School continues to be difficult, from kindergarten through high school; with many office referrals, detentions, and adults not providing my IEP accommodations even when I attempt to self-advocate. Calling me names has been acceptable, with adults often telling me it wasn’t that bad or that we didn’t report it correctly. I often beg my parents to not go to school or allow me to leave school early. The underlying feeling is always that my disabilities aren’t real and I’m just not trying. My parents often meet with teachers and administrators to explain my brain injury, provide materials for them to read, and request extra IEP meetings - inviting additional people to help expand understanding. Sometimes the school backs off the punishments for a while, until I switch teachers and the process starts all over.

For my May 2019 Multi-Disciplinary Team (MDT) testing review (MDT testing is required every three years to validate IEP identification) and IEP meeting, the neuropsychologist who’d performed my most recent evaluation joined the meeting by phone.  She mostly listened to the meeting and gave a summary statement before hanging up, that she didn’t understand the culture at my school because I’d overcome so much with brain injury and instead of providing me support to be successful, they were penalizing me for small things.

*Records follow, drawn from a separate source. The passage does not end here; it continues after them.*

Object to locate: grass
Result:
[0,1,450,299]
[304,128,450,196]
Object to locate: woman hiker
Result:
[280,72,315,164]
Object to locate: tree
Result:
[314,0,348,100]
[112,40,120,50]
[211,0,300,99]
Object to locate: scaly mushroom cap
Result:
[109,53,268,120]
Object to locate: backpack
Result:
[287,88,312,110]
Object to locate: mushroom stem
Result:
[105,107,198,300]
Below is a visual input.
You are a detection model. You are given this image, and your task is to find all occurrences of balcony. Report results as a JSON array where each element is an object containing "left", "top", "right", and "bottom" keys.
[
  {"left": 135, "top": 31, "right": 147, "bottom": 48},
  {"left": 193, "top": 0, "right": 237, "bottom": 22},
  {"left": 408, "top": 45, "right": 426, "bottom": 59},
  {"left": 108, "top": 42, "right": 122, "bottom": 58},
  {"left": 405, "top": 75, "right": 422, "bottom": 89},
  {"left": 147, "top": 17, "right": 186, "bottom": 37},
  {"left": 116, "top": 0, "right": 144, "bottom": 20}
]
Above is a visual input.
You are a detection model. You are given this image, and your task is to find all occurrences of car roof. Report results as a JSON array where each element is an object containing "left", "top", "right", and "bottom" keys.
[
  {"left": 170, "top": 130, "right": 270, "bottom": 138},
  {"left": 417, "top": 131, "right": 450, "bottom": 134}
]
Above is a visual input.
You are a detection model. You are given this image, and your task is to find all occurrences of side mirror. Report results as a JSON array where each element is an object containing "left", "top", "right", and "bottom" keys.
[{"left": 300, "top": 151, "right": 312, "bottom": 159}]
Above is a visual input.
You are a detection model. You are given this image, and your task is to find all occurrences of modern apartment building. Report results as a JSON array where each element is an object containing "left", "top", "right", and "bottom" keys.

During that MDT, my IEP identification was changed from Other Health Impaired (OHI) to Traumatic Brain Injury (TBI).  In the past the school and Nebraska Department of Education indicated that I could not be identified as TBI because my brain injury was acquired rather than traumatic.  By changing my IEP identification to TBI, I hope teachers will better understand my disabilities. When you treat a brain injury like a behavior disorder, you often get the opposite response. 

My parents continue to work with the school on accommodations rather than punishments of taking away activities I do well and enjoy like basketball and track.

I am currently a high school junior and in the future, I hope to share my enjoyment of sports. I would like to use my personal experience to help students succeed by being understanding and supportive of people like me.